Historically and oddly enough, outside of the last three years of general manager Ryan Pace’s tenure, the Bears haven’t picked in the top-10 of the draft since 2005. Overall, they’ve picked in the top-10 just three times outside of the Pace era in the 21st century. Typically, of late, they’ve hovered closer in the mid-to-late teens rather than have shots at some of premium talents in draft classes.

When you dig deeper, the last time the Bears picked as high as No. 3 overall, was when they selected offensive tackle Lionel Antoine in 1972 with the third pick. Suffice to say, as sustained mediocrity meets the pavement, the opportunity to max out on such high selections doesn’t come around often.

However, while it should be needless to say, just because you’re picking so high, doesn’t mean you’re guaranteed a home run of a player either. And on the rare occasions the Bears have had these chances, they have hit the jackpot, while also going completely bankrupt adding to a long line of draft embarrassments.

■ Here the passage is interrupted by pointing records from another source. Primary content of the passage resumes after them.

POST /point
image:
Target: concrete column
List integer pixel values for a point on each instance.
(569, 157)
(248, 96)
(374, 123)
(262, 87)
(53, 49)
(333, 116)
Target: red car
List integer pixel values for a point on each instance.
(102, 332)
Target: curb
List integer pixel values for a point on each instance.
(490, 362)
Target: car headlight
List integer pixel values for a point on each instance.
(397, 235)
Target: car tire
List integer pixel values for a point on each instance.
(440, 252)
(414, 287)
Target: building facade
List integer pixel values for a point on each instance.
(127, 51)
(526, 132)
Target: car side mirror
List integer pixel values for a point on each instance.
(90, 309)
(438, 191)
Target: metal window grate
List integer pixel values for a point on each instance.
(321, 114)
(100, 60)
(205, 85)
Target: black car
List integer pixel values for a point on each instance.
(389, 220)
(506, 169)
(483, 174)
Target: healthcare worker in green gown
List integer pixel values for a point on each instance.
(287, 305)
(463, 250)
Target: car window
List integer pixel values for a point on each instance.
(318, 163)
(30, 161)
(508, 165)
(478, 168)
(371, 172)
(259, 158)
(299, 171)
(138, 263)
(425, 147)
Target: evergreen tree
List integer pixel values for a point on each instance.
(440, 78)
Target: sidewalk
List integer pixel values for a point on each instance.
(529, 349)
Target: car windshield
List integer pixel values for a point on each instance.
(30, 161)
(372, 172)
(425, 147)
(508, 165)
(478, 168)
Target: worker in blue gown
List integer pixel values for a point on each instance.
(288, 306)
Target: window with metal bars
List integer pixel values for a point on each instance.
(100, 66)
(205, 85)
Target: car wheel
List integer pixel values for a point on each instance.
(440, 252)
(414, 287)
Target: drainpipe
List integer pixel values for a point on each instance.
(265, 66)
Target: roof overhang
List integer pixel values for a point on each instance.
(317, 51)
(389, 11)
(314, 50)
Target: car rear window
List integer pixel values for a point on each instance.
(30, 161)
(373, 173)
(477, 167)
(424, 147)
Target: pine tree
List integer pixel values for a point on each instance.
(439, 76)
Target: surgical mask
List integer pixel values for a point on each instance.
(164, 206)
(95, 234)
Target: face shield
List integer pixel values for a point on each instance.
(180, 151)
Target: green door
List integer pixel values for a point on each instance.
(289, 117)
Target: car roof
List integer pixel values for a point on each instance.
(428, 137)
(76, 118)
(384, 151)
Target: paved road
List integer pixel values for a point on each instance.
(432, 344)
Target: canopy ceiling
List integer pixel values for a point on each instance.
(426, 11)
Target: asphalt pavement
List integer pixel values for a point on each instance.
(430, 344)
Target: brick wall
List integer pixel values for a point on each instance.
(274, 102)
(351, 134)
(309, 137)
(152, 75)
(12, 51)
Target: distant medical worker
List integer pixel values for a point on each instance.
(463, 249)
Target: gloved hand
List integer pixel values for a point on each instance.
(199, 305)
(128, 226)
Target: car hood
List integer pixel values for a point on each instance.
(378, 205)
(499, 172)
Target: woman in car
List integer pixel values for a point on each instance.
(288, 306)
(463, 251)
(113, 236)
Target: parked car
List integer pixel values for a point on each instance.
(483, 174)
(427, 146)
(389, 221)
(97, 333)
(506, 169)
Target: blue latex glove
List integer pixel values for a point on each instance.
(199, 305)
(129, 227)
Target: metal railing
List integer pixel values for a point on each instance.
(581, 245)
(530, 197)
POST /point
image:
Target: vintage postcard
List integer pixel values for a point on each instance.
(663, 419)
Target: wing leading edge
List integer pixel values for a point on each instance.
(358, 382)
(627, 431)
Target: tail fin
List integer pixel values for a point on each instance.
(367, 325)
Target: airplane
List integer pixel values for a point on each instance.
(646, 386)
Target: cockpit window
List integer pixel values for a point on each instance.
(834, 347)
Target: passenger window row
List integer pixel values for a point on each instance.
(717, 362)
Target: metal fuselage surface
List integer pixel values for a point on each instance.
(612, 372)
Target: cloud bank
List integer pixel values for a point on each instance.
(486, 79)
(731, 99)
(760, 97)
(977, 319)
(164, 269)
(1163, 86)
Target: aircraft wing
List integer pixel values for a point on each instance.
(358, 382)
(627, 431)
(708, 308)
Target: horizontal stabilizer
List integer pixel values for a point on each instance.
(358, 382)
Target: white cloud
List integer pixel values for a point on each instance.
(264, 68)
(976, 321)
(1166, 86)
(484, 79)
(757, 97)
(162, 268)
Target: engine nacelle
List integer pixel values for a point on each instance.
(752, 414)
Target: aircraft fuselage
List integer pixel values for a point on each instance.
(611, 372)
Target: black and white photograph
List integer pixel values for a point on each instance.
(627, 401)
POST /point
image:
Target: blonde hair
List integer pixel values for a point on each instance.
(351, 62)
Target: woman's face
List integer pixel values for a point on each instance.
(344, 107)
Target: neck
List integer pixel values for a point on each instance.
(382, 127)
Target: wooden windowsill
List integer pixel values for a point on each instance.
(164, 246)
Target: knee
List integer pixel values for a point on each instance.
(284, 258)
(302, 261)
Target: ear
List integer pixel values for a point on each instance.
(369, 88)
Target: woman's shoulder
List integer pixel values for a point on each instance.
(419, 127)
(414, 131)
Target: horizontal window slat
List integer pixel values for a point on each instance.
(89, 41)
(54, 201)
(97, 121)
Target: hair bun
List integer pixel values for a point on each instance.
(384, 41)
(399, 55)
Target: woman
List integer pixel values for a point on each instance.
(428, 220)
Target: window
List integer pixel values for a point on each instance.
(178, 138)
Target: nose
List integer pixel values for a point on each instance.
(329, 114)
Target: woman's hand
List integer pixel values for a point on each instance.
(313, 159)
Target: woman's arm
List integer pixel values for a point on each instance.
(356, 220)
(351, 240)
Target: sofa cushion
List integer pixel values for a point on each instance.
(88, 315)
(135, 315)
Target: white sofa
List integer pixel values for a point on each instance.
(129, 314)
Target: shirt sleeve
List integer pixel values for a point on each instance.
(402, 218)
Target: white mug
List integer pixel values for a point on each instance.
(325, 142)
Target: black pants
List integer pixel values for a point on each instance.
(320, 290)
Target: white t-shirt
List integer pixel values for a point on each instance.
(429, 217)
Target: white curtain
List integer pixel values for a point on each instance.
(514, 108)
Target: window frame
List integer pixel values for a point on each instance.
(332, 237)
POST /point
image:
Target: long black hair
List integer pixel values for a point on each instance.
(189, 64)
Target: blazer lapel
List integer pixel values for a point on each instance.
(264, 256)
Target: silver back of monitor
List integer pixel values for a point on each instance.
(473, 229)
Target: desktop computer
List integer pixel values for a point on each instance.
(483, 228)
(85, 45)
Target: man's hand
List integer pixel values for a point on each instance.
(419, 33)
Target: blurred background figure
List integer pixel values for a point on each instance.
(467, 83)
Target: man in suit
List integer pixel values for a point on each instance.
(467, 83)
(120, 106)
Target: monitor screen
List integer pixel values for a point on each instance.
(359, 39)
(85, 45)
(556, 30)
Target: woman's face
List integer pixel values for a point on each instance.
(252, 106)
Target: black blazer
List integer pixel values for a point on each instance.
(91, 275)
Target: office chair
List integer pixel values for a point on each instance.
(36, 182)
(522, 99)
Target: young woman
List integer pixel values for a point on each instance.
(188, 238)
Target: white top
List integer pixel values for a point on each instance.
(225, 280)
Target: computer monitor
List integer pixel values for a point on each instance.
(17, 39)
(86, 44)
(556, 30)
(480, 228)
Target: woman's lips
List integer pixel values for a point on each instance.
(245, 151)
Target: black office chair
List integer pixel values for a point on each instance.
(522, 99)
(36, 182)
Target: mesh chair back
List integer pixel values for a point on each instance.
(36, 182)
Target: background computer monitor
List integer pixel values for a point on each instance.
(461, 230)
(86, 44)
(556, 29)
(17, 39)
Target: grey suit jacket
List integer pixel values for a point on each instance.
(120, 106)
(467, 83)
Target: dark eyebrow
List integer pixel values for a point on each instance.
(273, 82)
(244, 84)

On that note, with the Bears and Pace looking to add to their illustrious history in either vain of drafting success, let’s first take a look at the best top-five selections has Chicago has made in it’s history.

Hint: The cream of the Bears’ crop might make you a bit nostalgic.

The best top-five Bears picks

  1. No. 4 overall - Walter Payton, RB, Jackson State (1975) *Hall of Fame
Walter Payton is not only the best top selection the Bears have ever made, he’s the best player in franchise history.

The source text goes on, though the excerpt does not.